Auto-serialization in Rust

9 February 2012

I’ve been working on implementing Cross-Crate Inlining. The major task here is to serialize the AST. This is conceptually trivial but in practice a major pain. It’s an interesting fact that the more tightly you type your data, the more of a pain it (generally) is to work with in a generic fashion. Of functional-ish languages that I’ve used, Scala actually makes things relatively easy by using a combination of reflection and dynamic typing (interfaces like Product come to mind).

Anyway, Rust does not (yet?) have reflection, but I have been working on a program which will autogenerate the serialization code for our AST based on the type definitions itself. Normally, I would probably do this with some Python program and a bunch of hacky regular expressions. But instead I am taking advantage of one of Rust’s nicer (and somewhat unusual, although becoming less so) features: the fact that the Rust compiler is itself a library. (An aside: I plan to implement this serialization code as a syntax extension or macro once those systems mature.)

To use serializer, you provide it with a crate file and a set of type names.

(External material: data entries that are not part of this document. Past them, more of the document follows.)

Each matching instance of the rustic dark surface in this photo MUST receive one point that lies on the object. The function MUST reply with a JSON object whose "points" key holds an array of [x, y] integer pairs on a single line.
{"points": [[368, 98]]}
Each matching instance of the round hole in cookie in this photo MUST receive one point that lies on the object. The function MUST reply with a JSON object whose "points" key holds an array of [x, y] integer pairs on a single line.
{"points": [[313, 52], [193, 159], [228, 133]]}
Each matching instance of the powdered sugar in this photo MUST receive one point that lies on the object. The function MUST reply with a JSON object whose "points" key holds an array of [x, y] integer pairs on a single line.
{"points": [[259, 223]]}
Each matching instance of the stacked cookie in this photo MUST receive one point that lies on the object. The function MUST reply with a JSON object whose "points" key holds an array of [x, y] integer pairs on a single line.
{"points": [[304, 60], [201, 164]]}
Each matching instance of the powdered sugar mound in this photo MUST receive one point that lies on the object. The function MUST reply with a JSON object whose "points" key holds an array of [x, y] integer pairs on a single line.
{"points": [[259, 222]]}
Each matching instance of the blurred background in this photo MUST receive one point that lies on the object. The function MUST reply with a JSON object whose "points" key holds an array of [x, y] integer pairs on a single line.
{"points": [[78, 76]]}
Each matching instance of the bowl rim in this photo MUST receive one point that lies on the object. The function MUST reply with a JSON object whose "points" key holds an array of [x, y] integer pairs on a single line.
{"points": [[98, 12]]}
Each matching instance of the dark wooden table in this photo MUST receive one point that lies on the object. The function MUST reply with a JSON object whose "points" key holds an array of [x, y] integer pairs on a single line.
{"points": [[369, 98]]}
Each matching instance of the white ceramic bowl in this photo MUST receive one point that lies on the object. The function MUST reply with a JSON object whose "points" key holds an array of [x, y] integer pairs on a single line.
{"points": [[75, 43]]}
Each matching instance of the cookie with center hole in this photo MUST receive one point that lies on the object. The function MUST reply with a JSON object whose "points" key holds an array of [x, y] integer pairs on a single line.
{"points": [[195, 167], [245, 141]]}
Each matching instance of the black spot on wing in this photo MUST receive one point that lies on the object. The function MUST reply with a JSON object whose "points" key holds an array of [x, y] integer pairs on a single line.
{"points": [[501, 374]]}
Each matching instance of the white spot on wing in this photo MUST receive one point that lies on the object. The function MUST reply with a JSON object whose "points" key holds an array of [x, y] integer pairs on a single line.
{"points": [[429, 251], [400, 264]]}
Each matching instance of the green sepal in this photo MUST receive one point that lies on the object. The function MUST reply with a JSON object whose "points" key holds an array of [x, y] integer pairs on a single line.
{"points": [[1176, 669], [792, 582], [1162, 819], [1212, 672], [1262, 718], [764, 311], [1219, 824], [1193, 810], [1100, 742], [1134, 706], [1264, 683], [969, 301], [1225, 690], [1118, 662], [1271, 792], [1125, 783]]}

It will then generate Rust code that serializes instances of those types. Internally, it invokes the compiler to parse and type check the crate, using the compile_upto() function, which allows you to compile a given input up until a certain point (in this case, up until the type checking phase has completed).

An aside: This is the point where the beauty of crate files becomes more apparent: a crate is a self-contained specification that not only contains a listing of the source modules and so forth, but also the external crates that are required, default compilation options, etc. Having all of this mess encapsulated in a crate means that it is trivial for a tool like serializer to recreate the compilation environment for your package: just provide it with a crate file. If this were a C program, you’d also have to supply a random smattering of gcc options, which you would in turn have to figure out how to extract from your makefile, not to mention the makefiles from external packages that you are using. Ugh.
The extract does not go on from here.